Now the weeds and plants that were adapting themselves to intertidal conditions were also bringing themselves into a region of brighter light, and light is very necessary and precious to all plants. Any development of structure that would stiffen them and hold them up to the light, so that instead of crumpling and flopping when the waters receded, they would stand up outspread, was a great advantage. And so we find them developing fibre and support, and the beginning of woody fibre in them. The early plants reproduced by soft spores, or half-animal “gametes,” that were released in water, were distributed by water and could only germinate under water. The early plants were tied, and most lowly plants to-day are tied, by the conditions of their life cycle, to water. But here again there was a great advantage to be got by the development of some protection of the spores from drought that would enable reproduction to occur without submergence. So soon as a species could do that, it could live and reproduce and spread above the high-water mark, bathed in light and out of reach of the beating and distress of the waves. The main classificatory divisions of the larger plants mark stages in the release of plant life from the necessity of submergence by the development of woody support and of a method of reproduction that is more and more defiant of drying up. The lower plants are still the prisoner attendants of water. The lower mosses must live in damp, and even the development of the spore of the ferns demands at certain stages extreme wetness. The highest plants have carried freedom from water so far that they can live and reproduce if only there is some moisture in the soil below them. They have solved their problem of living out of water altogether.

The essentials of that problem were worked out through the vast æons of the Proterozoic Age and the early Palæozoic Age by nature’s method of experiment and trial. Then slowly, but in great abundance, a variety of new plants began to swarm away from the sea and over the lower lands, still keeping to swamp and lagoon and watercourse as they spread.

§ 2

And after the plants came the animal life.

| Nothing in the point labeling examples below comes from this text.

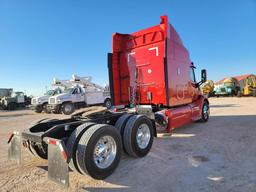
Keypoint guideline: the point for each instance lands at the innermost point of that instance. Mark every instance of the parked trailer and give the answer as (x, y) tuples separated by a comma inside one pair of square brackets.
[(227, 87), (153, 87)]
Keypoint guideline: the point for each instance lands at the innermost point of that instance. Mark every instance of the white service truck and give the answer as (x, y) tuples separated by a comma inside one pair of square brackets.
[(82, 93), (39, 104)]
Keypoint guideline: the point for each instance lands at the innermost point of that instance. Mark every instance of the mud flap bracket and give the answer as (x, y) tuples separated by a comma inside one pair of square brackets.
[(58, 169), (14, 150)]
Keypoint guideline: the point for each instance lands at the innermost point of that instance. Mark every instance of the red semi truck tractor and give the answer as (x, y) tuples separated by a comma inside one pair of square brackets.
[(153, 87)]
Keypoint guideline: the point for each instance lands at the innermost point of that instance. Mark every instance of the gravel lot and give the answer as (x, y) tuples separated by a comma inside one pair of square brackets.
[(217, 156)]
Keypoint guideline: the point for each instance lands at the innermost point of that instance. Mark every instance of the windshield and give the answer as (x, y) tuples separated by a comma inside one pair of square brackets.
[(229, 84), (50, 92), (68, 90)]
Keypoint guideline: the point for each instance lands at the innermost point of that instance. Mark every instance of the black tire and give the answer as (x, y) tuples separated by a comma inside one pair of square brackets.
[(68, 108), (254, 93), (205, 112), (44, 109), (38, 109), (130, 131), (86, 147), (120, 125), (239, 94), (108, 103), (72, 143)]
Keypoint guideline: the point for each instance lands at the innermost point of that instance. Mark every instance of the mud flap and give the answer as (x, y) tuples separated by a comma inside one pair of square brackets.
[(14, 150), (58, 170)]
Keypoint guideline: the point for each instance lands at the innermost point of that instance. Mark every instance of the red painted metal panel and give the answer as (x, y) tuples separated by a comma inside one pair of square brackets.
[(144, 53)]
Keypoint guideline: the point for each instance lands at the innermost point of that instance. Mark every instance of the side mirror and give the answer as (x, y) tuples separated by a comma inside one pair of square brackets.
[(203, 75)]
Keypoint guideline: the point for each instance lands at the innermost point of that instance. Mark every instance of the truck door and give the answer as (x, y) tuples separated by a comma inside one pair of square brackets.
[(77, 95), (193, 89), (20, 98), (147, 61)]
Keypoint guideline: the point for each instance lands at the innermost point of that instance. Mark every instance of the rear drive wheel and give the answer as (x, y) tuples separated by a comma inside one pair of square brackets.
[(108, 103), (73, 142), (68, 108), (138, 136), (99, 151), (120, 125), (205, 112)]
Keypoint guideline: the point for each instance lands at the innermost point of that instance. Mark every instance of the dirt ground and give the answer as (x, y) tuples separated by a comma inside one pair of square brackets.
[(219, 155)]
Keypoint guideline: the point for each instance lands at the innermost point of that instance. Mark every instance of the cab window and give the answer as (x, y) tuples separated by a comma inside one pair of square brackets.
[(192, 75)]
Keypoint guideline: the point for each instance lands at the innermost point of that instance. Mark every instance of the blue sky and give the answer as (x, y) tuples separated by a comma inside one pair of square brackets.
[(42, 39)]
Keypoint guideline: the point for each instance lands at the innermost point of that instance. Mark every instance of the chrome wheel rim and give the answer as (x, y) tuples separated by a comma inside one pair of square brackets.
[(105, 152), (143, 136), (206, 111)]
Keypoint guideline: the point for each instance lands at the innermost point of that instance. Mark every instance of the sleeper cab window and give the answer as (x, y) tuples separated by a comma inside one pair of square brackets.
[(192, 75)]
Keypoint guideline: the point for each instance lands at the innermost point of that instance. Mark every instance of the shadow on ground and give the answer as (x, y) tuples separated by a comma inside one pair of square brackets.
[(155, 171)]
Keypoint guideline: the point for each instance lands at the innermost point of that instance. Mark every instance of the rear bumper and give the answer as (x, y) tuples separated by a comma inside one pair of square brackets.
[(54, 107)]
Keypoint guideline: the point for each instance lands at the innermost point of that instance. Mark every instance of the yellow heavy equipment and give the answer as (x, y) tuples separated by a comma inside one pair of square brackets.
[(207, 88), (247, 85)]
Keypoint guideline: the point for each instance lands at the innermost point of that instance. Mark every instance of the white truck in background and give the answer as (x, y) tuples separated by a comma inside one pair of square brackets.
[(39, 104), (82, 93)]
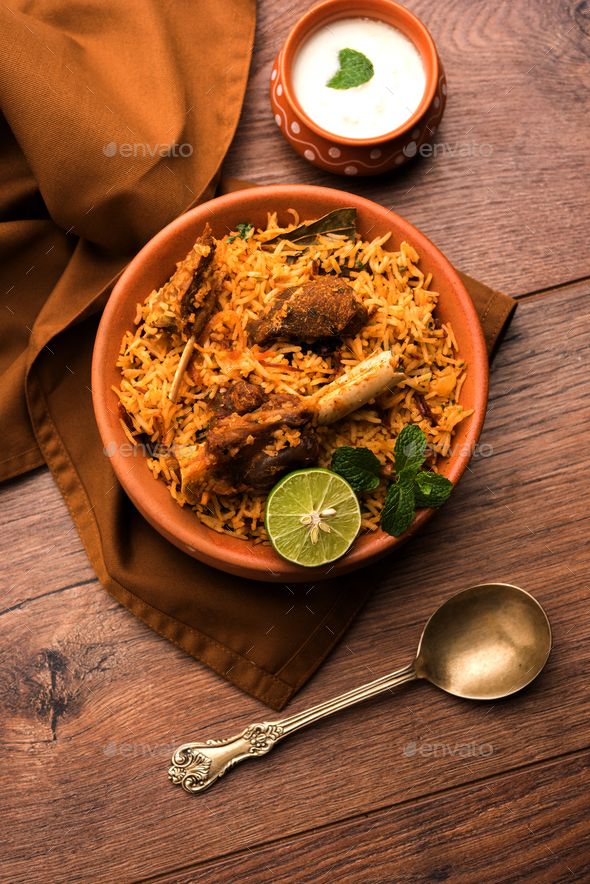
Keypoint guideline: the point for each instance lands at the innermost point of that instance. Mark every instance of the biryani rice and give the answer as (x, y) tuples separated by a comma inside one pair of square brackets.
[(396, 293)]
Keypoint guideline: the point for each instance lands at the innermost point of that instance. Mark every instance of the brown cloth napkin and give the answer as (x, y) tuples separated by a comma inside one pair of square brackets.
[(100, 101)]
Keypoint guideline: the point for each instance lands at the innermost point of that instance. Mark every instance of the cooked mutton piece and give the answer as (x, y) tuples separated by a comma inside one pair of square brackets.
[(235, 455), (197, 305), (326, 307), (240, 398), (235, 443), (199, 301)]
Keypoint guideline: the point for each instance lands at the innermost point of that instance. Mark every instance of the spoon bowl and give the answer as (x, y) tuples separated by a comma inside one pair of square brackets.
[(484, 643)]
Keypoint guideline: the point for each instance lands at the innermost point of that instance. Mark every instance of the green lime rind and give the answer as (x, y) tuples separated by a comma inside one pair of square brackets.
[(309, 493)]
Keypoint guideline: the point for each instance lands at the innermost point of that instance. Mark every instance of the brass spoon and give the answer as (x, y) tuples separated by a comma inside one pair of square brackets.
[(485, 643)]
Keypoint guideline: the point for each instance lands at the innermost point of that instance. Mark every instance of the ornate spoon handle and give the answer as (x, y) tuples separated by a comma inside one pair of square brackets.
[(196, 766)]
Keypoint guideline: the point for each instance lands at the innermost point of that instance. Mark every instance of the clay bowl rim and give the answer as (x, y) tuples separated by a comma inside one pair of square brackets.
[(193, 537), (333, 10)]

There is no sort of land animal in the world, as there is no sort of land plant, whose structure is not primarily that of a water-inhabiting being which has been adapted through the modification and differentiation of species to life out of the water. This adaptation is attained in various ways. In the case of the land scorpion the gill-plates of the primitive sea scorpion are sunken into the body so as to make the lung-books secure from rapid evaporation. The gills of crustaceans, such as the crabs which run about in the air, are protected by the gill-cover extensions of the back shell or carapace. The ancestors of the insects developed a system of air pouches and air tubes, the tracheal tubes, which carry the air all over the body before it is dissolved. In the case of the vertebrated land animals, the gills of the ancestral fish were first supplemented and then replaced by a bag-like growth from the throat, the primitive lung swimming-bladder. To this day there survive certain mudfish which enable us to understand very clearly the method by which the vertebrated land animals worked their way out of the water. These creatures (e.g. the African lung fish) are found in tropical regions in which there is a rainy full season and a dry season, during which the rivers become mere ditches of baked mud. During the rainy season these fish swim about and breathe by gills like any other fish. As the waters of the river evaporate, these fish bury themselves in the mud, their gills go out of action, and the creature keeps itself alive until the waters return by swallowing air, which passes into its swimming-bladder. The Australian lung fish, when it is caught by the drying up of the river in stagnant pools, and the water has become deaerated and foul, rises to the surface and gulps air. A newt in a pond does exactly the same thing. These creatures still remain at the transition stage, the stage at which the ancestors of the higher vertebrated animals were released from their restriction to an under-water life.

The amphibia (frogs, newts, tritons, etc.) still show in their life history all the stages in the process of this liberation. They are still dependent on water for their reproduction; their eggs must be laid in sunlit water, and there they must develop. The young tadpole has branching external gills that wave in the water; then a gill cover grows back over them and forms a gill chamber. Then, as the creature’s legs appear and its tail is absorbed, it begins to use its lungs, and its gills dwindle and vanish. The adult frog can live all the rest of its days in the air, but it can be drowned if it is kept steadfastly below water. When we come to the reptile, however, we find an egg which is protected from evaporation by a tough egg case, and this egg produces young which breathe by lungs from the very moment of hatching. The reptile is on all fours with the seeding plant in its freedom from the necessity to pass any stage of its life cycle in water.